JUBA AND BOR SOUTH SUDAN - United Nations Mission in South Sudan (UNMISS) chief David Shearer said Tuesday that increased inter-communal clashes are causing more suffering in South Sudan and could unravel the country’s fragile peace agreement.
Between January and May of this year, the U.N. recorded 415 violent incidents between communities, up from the 129 recorded during the same period in 2018.
In one incident last month, a group of armed youth suspected of being from the Greater Pibor Administrative Area raided the villages of Pieri and Pamai in Uror County of Jonglei state. More than 200 people were killed, and 300 others wounded, in those attacks according to local officials. VOA could not independently verify those numbers due to insecurity in the area.

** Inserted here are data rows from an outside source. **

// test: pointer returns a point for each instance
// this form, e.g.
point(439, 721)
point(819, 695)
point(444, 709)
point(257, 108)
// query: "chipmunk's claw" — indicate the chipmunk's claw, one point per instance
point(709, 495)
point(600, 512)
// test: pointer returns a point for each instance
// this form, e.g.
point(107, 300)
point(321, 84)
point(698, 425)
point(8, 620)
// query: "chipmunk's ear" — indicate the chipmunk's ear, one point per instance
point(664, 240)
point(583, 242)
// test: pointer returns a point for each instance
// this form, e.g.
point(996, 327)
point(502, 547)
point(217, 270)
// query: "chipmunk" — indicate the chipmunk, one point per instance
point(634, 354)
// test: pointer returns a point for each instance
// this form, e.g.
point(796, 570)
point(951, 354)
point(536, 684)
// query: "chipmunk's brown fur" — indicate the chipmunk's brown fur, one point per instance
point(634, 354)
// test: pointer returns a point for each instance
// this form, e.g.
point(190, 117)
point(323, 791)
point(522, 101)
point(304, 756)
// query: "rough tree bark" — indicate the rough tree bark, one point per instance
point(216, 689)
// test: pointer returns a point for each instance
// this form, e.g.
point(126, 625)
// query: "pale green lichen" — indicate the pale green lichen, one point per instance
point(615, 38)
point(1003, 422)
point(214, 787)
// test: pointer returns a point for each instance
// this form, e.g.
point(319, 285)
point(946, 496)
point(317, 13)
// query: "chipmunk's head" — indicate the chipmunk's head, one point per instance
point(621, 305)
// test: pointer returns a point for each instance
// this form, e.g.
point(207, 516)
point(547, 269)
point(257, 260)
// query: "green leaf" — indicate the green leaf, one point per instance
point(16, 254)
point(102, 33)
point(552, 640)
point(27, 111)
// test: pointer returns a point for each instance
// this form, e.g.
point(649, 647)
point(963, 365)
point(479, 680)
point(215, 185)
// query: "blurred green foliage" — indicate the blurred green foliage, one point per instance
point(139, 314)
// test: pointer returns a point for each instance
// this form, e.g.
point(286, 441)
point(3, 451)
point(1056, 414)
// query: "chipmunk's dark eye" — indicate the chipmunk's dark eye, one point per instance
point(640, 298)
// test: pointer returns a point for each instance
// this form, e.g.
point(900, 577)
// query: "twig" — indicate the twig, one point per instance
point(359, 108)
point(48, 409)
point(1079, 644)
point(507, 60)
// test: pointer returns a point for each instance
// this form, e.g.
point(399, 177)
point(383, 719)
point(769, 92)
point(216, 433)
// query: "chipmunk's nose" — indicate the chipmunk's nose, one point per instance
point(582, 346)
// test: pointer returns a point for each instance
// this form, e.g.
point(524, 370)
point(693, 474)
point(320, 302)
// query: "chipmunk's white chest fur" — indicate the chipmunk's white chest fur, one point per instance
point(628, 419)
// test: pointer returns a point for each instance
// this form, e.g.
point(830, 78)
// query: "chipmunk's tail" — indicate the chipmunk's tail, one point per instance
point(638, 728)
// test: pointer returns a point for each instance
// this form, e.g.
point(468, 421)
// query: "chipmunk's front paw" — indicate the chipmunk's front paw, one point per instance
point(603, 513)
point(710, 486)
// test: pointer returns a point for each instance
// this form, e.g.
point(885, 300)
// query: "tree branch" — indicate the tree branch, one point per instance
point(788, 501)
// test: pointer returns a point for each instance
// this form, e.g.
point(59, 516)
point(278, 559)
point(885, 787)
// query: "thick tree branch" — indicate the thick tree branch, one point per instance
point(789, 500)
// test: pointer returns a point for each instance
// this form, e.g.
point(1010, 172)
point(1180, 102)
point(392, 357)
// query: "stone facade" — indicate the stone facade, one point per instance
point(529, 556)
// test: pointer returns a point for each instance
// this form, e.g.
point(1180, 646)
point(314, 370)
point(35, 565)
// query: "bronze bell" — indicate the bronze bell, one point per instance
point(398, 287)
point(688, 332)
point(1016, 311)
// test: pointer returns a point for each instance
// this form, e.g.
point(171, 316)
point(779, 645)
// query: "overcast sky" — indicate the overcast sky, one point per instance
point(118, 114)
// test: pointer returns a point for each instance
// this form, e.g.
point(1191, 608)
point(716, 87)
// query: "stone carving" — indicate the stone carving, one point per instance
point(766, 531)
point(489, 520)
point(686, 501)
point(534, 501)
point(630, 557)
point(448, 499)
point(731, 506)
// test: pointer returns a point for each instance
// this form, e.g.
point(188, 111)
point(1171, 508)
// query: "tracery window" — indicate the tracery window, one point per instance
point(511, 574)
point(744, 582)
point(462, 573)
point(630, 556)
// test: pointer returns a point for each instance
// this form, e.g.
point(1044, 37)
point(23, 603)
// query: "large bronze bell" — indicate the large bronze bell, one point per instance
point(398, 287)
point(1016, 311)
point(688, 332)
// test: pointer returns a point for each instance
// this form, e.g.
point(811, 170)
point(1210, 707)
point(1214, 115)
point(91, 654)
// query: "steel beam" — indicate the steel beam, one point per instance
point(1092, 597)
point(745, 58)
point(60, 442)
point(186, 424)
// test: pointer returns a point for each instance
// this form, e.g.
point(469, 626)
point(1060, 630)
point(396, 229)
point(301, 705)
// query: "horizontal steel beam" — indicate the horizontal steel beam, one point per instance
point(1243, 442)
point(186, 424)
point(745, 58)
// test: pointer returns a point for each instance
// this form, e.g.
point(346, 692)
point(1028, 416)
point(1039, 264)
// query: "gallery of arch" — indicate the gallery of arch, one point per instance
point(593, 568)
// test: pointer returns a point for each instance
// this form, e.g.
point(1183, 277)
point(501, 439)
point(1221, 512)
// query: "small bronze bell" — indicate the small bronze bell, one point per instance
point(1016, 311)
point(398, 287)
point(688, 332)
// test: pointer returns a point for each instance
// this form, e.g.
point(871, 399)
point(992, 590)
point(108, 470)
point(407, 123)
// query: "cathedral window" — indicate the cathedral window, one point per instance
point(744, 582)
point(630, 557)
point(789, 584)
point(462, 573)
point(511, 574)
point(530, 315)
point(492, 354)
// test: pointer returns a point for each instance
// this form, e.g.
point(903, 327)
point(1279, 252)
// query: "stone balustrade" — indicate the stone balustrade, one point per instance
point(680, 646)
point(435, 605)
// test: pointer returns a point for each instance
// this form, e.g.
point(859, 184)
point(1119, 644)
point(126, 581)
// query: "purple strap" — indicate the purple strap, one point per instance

“Since December 2019, there has been an escalating cycle of violence in Jonglei [state] involving the Dinka, Nuer and Murle communities. Hundreds of people have been killed or injured, women and children abducted, cattle stolen, homes burnt to the ground and thousands forced to flee to escape the violence,” Shearer said.
Violent attacks by armed groups also have occurred in northern Unity state, near Ruweng, as well as along the borders of Lakes and Warrap states, according to the UNMISS chief. Equally worrying, said Shearer, are reports that men in uniform are taking part in the clashes.
“Fighters in uniform have been observed amongst those engaged in the violence indicating that more organized forces may be joining,” Shearer told VOA.
South Sudanese parties recently formed a transitional unity government after more than a year of stop-and-start negotiations. The government and opposition groups had signed a peace deal in August 2018 to replace a failed agreement from three years earlier.
Hundreds of thousands of people were killed in a civil war that broke out between forces allied to President Salva Kiir and his rival, Riek Machar, in December 2013.